In non-uniform circular motion are centripetal acceleration and tangential acceleration independent of each other?

Question

In non-uniform circular motion, the centripetal acceleration and tangential acceleration are perpendicular to each other, but does that mean that they don't affect each other because centripetal acceleration depends on velocity (=$v^2/r$) and tangential acceleration's direction (i.e., whether it will act along the direction of motion or opposite to the direction of motion) also depends upon the change in velocity. So are they dependent on each other or not?

Answer 1

Let's look at the general acceleration vector in polar coordinates$^*$:

$$\mathbf a=\left(\ddot r-r\dot\theta^2\right)\hat r+\left(r\ddot\theta+2\dot r\dot\theta\right)\hat\theta$$

If we want our object to remain on the same circle, which I'm assuming this is what you are interested in, we must have $\dot r=0$ and $\ddot r=0$. This means our acceleration must have the form: $$\mathbf a=-r\dot\theta^2\hat r+r\ddot\theta\hat\theta$$

Since, by Newton's laws, the acceleration vector is proportional to the force via the mass $m$ of our particle, we see that we need a radial force magnitude$^{**}$ of $$F_r=-mr\dot\theta^2$$ and a tangential force magnitude of $$F_\theta=mr\ddot\theta$$

Because we are confined to move around a single circle we can determine the role of each force. The radial force must only be responsible for changing the direction of the velocity, since if it could effect the speed then this means the object would have to change its $r$ coordinate, hence knocking us off the circle. Similarly, the tangential force must only be responsible for changing the speed of the particle as it moves around the circle, since if it could effect the direction of the velocity then it would do so by knocking us off the circle.

You can probably tell by now that if we want to stay on the circle, these forces are required to be "linked", in a sense. Indeed, if you take the time derivative of $F_r$ and use the requirement that $\dot r=0$, you will find that $$\frac{\text dF_r}{\text d t}=-2\dot\theta F_\theta$$ showing that the presence of a tangential force requires a change in the magnitude of the radial force in order for the particle to remain on the circle (or, on the flip side, a change in the magnitude of the radial force must be accompanied by a tangential force).
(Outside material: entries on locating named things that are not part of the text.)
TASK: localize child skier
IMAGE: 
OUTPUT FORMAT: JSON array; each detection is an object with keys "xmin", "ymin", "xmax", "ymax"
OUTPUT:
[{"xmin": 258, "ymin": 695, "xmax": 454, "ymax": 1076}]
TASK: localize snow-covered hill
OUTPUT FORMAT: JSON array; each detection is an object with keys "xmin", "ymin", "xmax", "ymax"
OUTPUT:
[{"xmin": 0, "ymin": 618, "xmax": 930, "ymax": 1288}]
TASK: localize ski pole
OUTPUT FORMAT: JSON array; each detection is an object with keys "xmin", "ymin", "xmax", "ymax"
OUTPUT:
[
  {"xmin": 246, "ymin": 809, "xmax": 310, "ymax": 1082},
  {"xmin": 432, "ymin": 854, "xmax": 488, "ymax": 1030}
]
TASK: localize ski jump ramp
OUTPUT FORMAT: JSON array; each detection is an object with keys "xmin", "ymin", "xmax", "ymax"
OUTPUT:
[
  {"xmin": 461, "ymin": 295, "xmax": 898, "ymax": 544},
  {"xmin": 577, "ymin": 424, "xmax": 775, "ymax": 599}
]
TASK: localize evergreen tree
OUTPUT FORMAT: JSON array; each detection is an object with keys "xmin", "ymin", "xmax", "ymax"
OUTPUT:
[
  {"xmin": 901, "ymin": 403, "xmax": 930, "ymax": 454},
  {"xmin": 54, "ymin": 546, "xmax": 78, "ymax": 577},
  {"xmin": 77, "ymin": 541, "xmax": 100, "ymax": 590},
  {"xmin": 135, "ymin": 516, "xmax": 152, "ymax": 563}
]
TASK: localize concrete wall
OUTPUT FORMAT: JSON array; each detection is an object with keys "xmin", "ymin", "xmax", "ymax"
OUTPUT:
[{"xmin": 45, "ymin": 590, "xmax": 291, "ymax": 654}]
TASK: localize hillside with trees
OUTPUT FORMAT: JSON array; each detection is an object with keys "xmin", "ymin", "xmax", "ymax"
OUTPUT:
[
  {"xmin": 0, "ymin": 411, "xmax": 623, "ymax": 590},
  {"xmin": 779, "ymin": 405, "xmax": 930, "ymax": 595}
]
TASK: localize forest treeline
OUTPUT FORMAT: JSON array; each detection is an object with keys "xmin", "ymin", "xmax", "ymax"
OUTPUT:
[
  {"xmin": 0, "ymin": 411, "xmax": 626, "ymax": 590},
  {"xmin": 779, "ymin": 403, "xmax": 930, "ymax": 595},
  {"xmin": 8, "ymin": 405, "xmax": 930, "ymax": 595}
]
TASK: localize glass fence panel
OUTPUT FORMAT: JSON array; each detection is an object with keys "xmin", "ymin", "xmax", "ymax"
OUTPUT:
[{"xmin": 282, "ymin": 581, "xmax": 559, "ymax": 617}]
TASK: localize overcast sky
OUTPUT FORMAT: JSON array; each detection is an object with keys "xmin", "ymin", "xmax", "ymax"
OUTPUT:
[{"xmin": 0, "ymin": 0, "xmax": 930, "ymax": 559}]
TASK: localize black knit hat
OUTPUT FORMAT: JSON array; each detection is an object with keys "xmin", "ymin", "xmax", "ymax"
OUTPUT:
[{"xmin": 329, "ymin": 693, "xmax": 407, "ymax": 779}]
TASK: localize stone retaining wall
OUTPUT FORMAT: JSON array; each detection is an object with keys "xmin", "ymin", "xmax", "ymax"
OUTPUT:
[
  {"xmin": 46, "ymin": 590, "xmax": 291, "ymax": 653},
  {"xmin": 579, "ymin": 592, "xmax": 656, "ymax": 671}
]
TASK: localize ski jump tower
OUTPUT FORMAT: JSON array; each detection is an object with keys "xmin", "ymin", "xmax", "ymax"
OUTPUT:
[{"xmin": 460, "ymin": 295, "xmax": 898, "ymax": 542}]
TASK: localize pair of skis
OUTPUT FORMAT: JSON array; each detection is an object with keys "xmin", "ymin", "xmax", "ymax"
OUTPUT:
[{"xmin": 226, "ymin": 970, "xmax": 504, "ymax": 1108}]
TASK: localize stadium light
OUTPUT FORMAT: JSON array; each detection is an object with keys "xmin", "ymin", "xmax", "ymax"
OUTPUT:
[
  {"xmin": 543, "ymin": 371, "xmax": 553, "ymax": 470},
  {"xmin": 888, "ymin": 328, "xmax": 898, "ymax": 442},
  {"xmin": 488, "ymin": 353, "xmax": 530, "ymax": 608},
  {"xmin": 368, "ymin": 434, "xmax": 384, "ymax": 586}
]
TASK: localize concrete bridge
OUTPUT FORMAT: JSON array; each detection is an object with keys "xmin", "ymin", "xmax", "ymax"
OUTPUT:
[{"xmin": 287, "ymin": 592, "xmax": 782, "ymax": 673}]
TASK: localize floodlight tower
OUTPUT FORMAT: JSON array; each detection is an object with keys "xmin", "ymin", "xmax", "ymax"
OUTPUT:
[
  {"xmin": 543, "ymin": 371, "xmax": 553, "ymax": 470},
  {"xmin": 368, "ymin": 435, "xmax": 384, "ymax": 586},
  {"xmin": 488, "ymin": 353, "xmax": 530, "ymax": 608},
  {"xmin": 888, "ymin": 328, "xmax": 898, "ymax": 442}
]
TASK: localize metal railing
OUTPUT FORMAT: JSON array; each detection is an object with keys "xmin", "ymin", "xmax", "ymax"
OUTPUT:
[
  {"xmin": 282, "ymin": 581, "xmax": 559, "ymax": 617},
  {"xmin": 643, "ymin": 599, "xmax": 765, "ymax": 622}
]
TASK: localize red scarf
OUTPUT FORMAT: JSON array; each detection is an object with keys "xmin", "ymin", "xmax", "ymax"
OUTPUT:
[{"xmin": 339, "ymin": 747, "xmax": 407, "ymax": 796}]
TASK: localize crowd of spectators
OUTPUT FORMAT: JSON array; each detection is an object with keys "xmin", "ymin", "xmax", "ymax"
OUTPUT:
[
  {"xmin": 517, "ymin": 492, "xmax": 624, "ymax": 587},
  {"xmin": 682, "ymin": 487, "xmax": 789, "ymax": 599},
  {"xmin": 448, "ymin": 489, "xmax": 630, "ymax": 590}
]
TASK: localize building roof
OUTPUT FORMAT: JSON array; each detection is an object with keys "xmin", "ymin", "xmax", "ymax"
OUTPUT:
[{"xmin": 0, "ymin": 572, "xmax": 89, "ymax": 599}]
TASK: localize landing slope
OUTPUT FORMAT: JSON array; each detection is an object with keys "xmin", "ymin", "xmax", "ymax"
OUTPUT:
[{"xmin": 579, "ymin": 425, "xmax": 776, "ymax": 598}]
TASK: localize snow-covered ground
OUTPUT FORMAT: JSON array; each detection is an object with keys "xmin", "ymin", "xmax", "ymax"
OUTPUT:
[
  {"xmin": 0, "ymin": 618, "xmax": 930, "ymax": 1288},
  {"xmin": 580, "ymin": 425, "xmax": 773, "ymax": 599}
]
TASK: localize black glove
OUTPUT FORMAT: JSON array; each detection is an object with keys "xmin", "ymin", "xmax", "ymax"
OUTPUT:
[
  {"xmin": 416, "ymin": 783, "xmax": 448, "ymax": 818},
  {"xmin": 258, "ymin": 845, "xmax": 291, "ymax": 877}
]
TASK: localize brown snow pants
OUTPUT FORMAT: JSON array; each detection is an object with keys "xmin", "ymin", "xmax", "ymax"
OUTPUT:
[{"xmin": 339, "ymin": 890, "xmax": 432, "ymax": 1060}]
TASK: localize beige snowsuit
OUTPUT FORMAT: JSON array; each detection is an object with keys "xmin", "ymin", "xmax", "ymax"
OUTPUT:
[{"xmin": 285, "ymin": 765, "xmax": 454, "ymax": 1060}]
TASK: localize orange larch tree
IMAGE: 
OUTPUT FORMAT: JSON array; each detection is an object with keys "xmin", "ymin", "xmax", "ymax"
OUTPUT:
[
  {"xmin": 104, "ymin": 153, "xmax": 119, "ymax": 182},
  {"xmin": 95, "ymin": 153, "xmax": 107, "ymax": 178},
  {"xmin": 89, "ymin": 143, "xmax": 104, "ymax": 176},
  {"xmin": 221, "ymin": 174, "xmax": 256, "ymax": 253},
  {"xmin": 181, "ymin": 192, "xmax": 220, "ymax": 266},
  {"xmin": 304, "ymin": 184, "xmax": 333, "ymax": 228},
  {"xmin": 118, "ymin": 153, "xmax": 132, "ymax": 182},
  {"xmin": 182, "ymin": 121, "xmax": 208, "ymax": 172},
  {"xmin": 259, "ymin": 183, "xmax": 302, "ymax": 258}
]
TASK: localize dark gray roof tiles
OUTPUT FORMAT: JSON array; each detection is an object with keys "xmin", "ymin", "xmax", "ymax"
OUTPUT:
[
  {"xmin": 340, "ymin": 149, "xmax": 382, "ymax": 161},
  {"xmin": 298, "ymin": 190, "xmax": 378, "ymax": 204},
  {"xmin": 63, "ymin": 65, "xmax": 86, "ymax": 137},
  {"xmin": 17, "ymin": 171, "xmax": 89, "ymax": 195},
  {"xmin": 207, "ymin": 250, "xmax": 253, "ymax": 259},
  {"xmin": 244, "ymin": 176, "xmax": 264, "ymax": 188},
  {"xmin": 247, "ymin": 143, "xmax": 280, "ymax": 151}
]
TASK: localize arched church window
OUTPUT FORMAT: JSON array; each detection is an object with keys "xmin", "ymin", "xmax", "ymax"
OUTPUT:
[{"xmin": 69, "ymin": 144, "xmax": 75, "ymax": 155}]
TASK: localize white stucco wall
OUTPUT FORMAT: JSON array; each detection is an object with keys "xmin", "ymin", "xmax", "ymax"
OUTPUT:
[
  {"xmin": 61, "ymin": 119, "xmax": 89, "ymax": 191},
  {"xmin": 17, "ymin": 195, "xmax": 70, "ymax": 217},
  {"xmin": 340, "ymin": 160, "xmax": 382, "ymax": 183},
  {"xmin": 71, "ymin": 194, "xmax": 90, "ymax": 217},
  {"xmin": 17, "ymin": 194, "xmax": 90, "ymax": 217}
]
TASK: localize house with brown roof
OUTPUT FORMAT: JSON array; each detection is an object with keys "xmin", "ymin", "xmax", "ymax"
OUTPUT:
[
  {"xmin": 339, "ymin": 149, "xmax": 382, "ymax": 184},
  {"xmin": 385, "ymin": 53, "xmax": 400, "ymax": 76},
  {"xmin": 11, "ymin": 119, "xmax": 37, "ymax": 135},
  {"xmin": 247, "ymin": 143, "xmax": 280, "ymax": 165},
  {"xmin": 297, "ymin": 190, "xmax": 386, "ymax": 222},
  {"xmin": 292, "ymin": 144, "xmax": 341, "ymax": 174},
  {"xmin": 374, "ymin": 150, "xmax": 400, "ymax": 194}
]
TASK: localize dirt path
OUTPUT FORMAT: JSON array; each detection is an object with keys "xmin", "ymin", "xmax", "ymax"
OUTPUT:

What if this condition is not met? Well, looking at the derivative of $F_r$ without the condition that $\dot r=0$, we must have $$-m\dot r\dot\theta^2\neq 0$$ This means that $\dot r\neq0$, which means we are no longer engaging in circular motion. Therefore, we need these two force components to be linked in this way to keep the motion circular.

A subtle point remains to be cleared up (as realized in comments to other answers). This does not necessarily mean that these forces are physically linked in general. This answer assumes we have an object undergoing non-uniform circular motion, and then investigates what must be true about the forces acting on the object. However, there could be situations where the radial and tangential force are not physically linked, at which point to achieve non-uniform circular motion you would have to make these forces act in such a way so that non-uniform circular motion is achieved.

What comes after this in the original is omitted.